I realized when my Mother calls, I hold my left breast. It’s automatic. My fingers slip into the caress of warm arm pit while palm rests on the curve of flesh right above my areola and I give a subtle squeeze. I realized it a few days ago while sitting outside lingering in the sunlight passing by when the phone rang and I answered and then began to instantly hold myself. Then yesterday I called her and did it again – fingers searching for harbor above my own heart beat while we chatted. Her left breast was removed due to “the cancer” as we have come to talk about it, joking about how she may have gotten “the cancer”, but she has never gotten “the diabetes”.

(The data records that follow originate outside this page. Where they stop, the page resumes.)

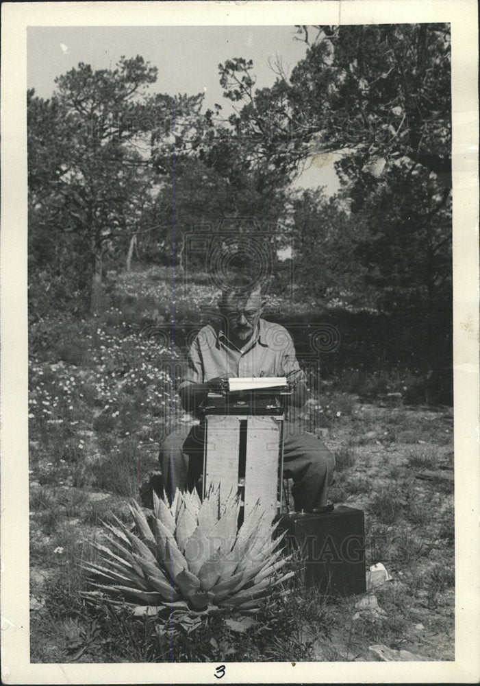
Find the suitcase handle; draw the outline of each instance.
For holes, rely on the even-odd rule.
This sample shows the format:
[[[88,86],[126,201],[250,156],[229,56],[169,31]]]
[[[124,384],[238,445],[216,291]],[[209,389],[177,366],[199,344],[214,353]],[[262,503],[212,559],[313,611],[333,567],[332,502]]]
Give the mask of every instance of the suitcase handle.
[[[324,505],[321,508],[313,508],[311,510],[303,510],[303,512],[307,514],[324,514],[325,512],[331,512],[335,509],[333,505]]]

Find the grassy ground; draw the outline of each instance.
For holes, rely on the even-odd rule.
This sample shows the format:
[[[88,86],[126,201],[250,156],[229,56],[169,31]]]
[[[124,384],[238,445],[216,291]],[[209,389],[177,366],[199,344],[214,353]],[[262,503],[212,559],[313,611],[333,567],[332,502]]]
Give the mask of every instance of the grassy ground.
[[[248,635],[233,633],[220,617],[201,632],[172,636],[151,619],[81,602],[79,565],[91,555],[89,541],[101,537],[101,521],[112,512],[129,521],[127,500],[140,497],[158,469],[162,438],[173,421],[190,421],[172,371],[181,373],[179,341],[215,303],[204,283],[190,289],[179,289],[173,318],[168,270],[133,272],[112,285],[112,307],[101,318],[52,317],[32,327],[31,661],[369,660],[368,647],[379,643],[453,659],[453,485],[416,478],[425,470],[453,473],[453,413],[407,405],[399,392],[406,372],[372,378],[353,370],[318,383],[297,417],[336,453],[331,501],[365,511],[367,563],[382,562],[392,577],[369,594],[377,608],[294,585],[268,604]],[[281,307],[270,303],[272,311]]]

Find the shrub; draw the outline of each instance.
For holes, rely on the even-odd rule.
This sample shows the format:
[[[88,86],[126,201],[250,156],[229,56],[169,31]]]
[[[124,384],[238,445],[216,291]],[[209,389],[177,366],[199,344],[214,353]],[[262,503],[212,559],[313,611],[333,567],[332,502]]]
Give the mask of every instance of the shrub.
[[[395,486],[381,488],[370,499],[368,509],[383,523],[394,523],[402,510],[398,488]]]

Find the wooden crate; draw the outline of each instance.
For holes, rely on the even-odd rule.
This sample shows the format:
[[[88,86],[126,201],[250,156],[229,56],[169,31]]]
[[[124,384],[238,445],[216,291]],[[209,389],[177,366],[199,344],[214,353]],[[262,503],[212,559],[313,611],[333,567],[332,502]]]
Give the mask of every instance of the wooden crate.
[[[281,506],[283,417],[212,414],[205,425],[203,495],[219,486],[223,504],[240,493],[244,517],[260,499],[273,519]]]

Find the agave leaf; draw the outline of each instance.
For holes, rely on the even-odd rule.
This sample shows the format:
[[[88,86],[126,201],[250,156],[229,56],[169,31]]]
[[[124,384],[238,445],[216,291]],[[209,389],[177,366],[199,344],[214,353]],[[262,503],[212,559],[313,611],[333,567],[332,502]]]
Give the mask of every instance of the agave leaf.
[[[116,567],[116,569],[131,569],[131,564],[129,561],[129,559],[126,558],[120,557],[118,555],[116,555],[114,552],[108,548],[106,545],[101,545],[100,543],[92,543],[90,545],[98,550],[102,554],[103,558],[106,561],[106,558],[108,558],[108,564],[112,565]],[[129,552],[129,558],[131,557]]]
[[[172,510],[165,501],[160,500],[160,498],[157,498],[156,501],[154,500],[153,504],[155,517],[173,535],[175,532],[175,519],[172,514]]]
[[[258,508],[256,506],[251,510],[237,535],[232,551],[238,556],[239,560],[243,558],[244,552],[251,545],[251,541],[257,534],[262,517],[260,515],[260,519],[259,519],[257,510]]]
[[[238,574],[233,574],[229,579],[225,579],[223,581],[220,581],[214,586],[211,590],[212,593],[214,594],[215,602],[226,598],[231,592],[232,589],[234,589],[237,586],[238,582],[241,581],[242,578],[243,572],[240,571]]]
[[[186,598],[189,598],[200,588],[200,581],[188,569],[182,569],[175,577],[175,582]]]
[[[138,566],[137,563],[135,562],[131,550],[127,550],[127,548],[123,547],[123,546],[121,545],[117,541],[110,541],[110,544],[114,549],[118,553],[118,556],[125,557],[129,564],[131,565],[134,571],[136,572],[139,576],[142,576],[143,573],[142,571],[142,568]]]
[[[155,540],[157,543],[157,558],[159,561],[163,562],[166,557],[165,547],[167,541],[170,541],[172,544],[175,544],[175,539],[170,530],[157,517],[153,517],[152,520],[152,529],[155,535]]]
[[[278,546],[279,540],[278,539],[270,539],[267,534],[266,540],[263,539],[261,534],[257,534],[256,537],[251,541],[251,545],[245,551],[243,558],[238,565],[238,571],[240,569],[253,569],[262,563],[262,560],[266,560],[271,556],[273,551]],[[256,574],[261,567],[255,572]]]
[[[128,536],[130,539],[131,543],[131,547],[133,552],[136,553],[137,555],[141,555],[142,557],[146,558],[147,560],[150,560],[151,562],[155,562],[155,557],[151,549],[146,545],[144,542],[139,539],[138,536],[135,534],[128,532]]]
[[[240,501],[236,497],[229,496],[220,519],[215,523],[209,539],[214,541],[216,547],[220,547],[223,552],[231,550],[237,533]]]
[[[197,488],[194,488],[190,493],[192,506],[193,509],[195,510],[195,514],[198,516],[199,512],[200,511],[200,508],[201,507],[202,501],[200,499]]]
[[[120,593],[125,595],[131,595],[140,600],[143,600],[151,605],[163,604],[163,598],[157,591],[140,591],[139,589],[132,589],[129,586],[108,586],[106,584],[94,584],[101,589],[114,593]]]
[[[134,584],[136,586],[140,587],[143,591],[150,590],[150,587],[145,580],[138,574],[133,573],[125,576],[123,574],[118,573],[118,571],[115,571],[114,569],[109,569],[107,567],[101,567],[99,565],[82,565],[81,566],[84,569],[90,572],[90,573],[104,578],[108,581],[115,581],[123,585]]]
[[[180,508],[181,506],[183,501],[184,501],[182,498],[182,494],[181,491],[179,491],[178,488],[177,488],[177,490],[175,490],[175,495],[173,497],[173,501],[172,502],[172,506],[170,508],[172,514],[175,518],[175,521],[177,521],[177,518],[178,517],[178,514],[180,511]]]
[[[255,596],[260,594],[266,593],[270,585],[269,580],[264,580],[260,584],[257,584],[256,586],[253,586],[251,588],[244,589],[243,591],[239,591],[234,595],[229,595],[222,602],[218,603],[218,604],[222,606],[231,605],[236,607],[247,600],[253,600]]]
[[[197,519],[188,508],[184,508],[177,520],[177,544],[179,549],[185,549],[185,543],[197,528]]]
[[[184,555],[188,565],[188,569],[198,576],[205,560],[208,558],[209,541],[197,526],[190,539],[185,543]]]
[[[203,591],[210,591],[220,578],[221,561],[222,554],[219,550],[216,550],[202,565],[199,571],[199,579]]]
[[[131,512],[135,524],[137,527],[137,530],[142,538],[145,541],[146,543],[150,543],[151,545],[155,546],[155,541],[153,534],[151,532],[151,530],[149,526],[149,523],[147,521],[147,517],[143,513],[142,508],[140,505],[136,501],[133,501],[131,504],[129,504],[129,508],[130,512]]]
[[[125,532],[125,525],[114,514],[113,515],[113,517],[117,523],[119,524],[120,528],[116,526],[114,526],[113,524],[111,524],[110,522],[103,521],[102,523],[112,532],[116,538],[118,539],[118,540],[122,542],[123,545],[125,545],[126,543],[127,545],[129,545],[130,541]]]
[[[190,517],[192,517],[192,518],[195,520],[195,523],[197,524],[198,520],[199,510],[197,508],[195,508],[193,504],[193,500],[192,499],[192,494],[190,493],[190,491],[187,490],[182,494],[182,497],[183,497],[183,501],[181,504],[181,508],[180,508],[180,510],[179,512],[179,517],[180,516],[180,513],[182,511],[186,510],[190,514]],[[178,518],[177,521],[178,523]]]
[[[208,591],[197,591],[192,593],[189,598],[190,602],[194,607],[201,609],[208,605],[211,600],[214,599],[214,594]]]
[[[220,491],[217,489],[203,499],[198,512],[197,518],[200,530],[205,536],[209,536],[212,530],[218,519],[218,498]]]
[[[263,580],[263,579],[266,578],[267,576],[270,576],[272,574],[276,573],[279,569],[281,569],[282,567],[287,562],[287,558],[283,558],[281,560],[279,560],[278,562],[273,563],[276,556],[281,554],[281,551],[279,550],[272,560],[268,561],[268,564],[266,567],[264,567],[255,576],[253,577],[253,581],[254,584],[257,584],[259,582]]]
[[[182,569],[188,569],[187,560],[177,547],[176,543],[171,543],[170,539],[166,541],[165,545],[164,564],[173,580]]]
[[[136,559],[138,563],[142,565],[144,574],[150,586],[153,587],[155,591],[162,593],[162,597],[166,600],[175,600],[180,598],[175,589],[173,588],[164,573],[156,565],[153,565],[151,562],[140,556],[136,556]],[[149,587],[148,590],[151,591],[152,589]]]
[[[220,580],[229,579],[236,571],[239,560],[236,556],[223,556],[220,560]]]
[[[237,605],[237,610],[241,610],[244,612],[245,610],[257,610],[260,605],[262,602],[262,598],[255,598],[253,600],[247,600],[245,602],[242,602],[241,605]]]

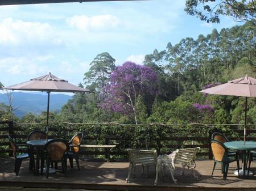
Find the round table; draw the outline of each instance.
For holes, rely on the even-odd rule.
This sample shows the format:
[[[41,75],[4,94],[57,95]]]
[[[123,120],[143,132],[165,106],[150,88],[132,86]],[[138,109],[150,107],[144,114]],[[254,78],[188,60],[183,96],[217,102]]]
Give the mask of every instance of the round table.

I smile at this automaton action of daughter holding her own breast. At first, I thought maybe me holding my left breast was me protecting myself. Those studies from researchers “fighting the cause” to stop this disease, tells us that it’s genetic and now I am at a higher risk when just in January I was a low risk. My statistics changed when hers did. My mother also points it out, encouraging her daughter to demand mammograms now from the doctor. She wants to protect me not from “the cancer” but from the chemo, radiation, and the body being abused for the sake of salvation, if not caught on time. Ironically, hers was caught on time, having had annual mammograms since 38 years old due to fibrous cells in her breast. From one year to the next she had nothing to then something and the doctors quickly biopsy the tiny mass. Defined malignant they scheduled the surgery and within four weeks from biopsy to surgery the mass exponentially grew. They had to remove the entire breast and lymph nodes since sentinel cells were found their too. Invasive is what they call it.

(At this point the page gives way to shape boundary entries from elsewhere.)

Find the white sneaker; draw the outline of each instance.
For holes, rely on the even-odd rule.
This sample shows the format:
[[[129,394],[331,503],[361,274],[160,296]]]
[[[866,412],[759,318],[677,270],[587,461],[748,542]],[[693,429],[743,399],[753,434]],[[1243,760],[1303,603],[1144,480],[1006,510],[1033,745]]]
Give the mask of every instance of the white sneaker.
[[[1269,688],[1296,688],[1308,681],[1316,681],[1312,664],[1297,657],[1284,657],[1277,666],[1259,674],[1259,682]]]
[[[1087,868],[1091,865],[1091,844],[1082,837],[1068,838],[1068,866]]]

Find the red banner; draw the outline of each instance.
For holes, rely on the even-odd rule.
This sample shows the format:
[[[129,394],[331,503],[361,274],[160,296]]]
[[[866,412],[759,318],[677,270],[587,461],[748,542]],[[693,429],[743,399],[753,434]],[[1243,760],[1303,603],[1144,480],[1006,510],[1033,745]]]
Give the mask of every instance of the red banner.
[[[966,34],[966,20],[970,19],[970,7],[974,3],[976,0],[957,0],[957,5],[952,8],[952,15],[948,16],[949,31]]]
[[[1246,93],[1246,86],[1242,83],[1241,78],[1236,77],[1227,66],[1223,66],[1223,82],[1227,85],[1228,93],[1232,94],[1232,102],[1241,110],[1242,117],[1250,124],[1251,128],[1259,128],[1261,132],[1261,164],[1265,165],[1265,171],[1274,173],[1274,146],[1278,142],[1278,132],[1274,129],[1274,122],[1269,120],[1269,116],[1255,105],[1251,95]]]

I do not live in the same town as my mother. I’m a bird who left the nest and flew away to find my own journey far from familial identity. I’ve spent my time manifesting my own destiny away from my small home town. It’s the same old story of little bird who couldn’t sing for being too different, so she went in search of a new flock that dug her tunes produced. Chirp chirp. As flight goes, no matter how far you go, until you Dorothy up and know the heart first grew in the backyard of your own history, you’re never really free to fly unfettered. The cancer has been removed and the chemo has scorched her body and daughter bird has been called to come home.

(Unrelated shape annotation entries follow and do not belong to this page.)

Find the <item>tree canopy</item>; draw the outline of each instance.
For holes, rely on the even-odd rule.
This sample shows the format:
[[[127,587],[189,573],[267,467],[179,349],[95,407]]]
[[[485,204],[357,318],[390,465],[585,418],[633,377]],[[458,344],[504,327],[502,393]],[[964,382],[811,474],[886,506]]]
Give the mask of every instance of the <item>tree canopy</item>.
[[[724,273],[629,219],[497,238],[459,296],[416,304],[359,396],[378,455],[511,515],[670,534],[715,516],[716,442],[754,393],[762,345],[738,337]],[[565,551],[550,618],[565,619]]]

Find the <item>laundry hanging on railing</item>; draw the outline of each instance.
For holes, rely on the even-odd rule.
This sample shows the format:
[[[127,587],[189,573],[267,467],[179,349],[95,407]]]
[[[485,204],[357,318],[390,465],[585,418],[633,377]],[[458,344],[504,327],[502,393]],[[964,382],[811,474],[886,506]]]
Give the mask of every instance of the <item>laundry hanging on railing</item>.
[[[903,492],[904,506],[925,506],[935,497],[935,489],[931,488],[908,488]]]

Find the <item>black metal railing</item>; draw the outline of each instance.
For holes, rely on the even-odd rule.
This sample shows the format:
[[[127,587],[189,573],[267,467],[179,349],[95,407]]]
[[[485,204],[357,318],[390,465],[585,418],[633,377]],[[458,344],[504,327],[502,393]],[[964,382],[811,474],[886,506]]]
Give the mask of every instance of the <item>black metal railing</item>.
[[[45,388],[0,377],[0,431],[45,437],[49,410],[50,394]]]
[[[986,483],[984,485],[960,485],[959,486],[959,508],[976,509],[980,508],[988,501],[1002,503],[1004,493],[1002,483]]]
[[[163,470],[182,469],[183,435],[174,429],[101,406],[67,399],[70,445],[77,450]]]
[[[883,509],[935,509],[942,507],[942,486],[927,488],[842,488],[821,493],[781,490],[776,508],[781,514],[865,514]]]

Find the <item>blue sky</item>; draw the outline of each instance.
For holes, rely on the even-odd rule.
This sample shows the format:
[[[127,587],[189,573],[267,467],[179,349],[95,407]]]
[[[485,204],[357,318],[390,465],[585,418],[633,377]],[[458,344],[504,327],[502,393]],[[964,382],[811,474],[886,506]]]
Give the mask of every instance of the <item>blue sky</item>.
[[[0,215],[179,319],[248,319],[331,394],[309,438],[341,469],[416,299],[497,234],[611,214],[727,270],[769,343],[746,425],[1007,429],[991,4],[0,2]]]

I won’t get into the details of this story home, that’s for later. For the sake of this part of the journey I will say that distance is hard when I want to be there for her. I wish I could make her shakes of wheatgrass to help the body through the bruising of treatment, rub lineament on the blistering soles of her feet; shop for beautiful silk kerchiefs to adorn her head (her preference). I wish she’d let me too, but as these stories go sometimes there are bruises that form in the umbilical chord passed from daughter to daughter to daughter until an ulcer grows and even though the chord has been cut, it leaves Momma and baby egg at an impasse to understand each others motivations, and my Mother and I still struggle to be safe in each others spaces – which brings me back to the epiphany of my story. Though this body of mine is my own story, when she calls I think I find myself holding my own breast as an act of holding her. She gave me my heart beat buried under the tear drop shaped flesh curving my precipice, our histories tethered in love beats. This is me holding her, to the best of my abilities when she calls, and I feel empowered in love for the unconscious action.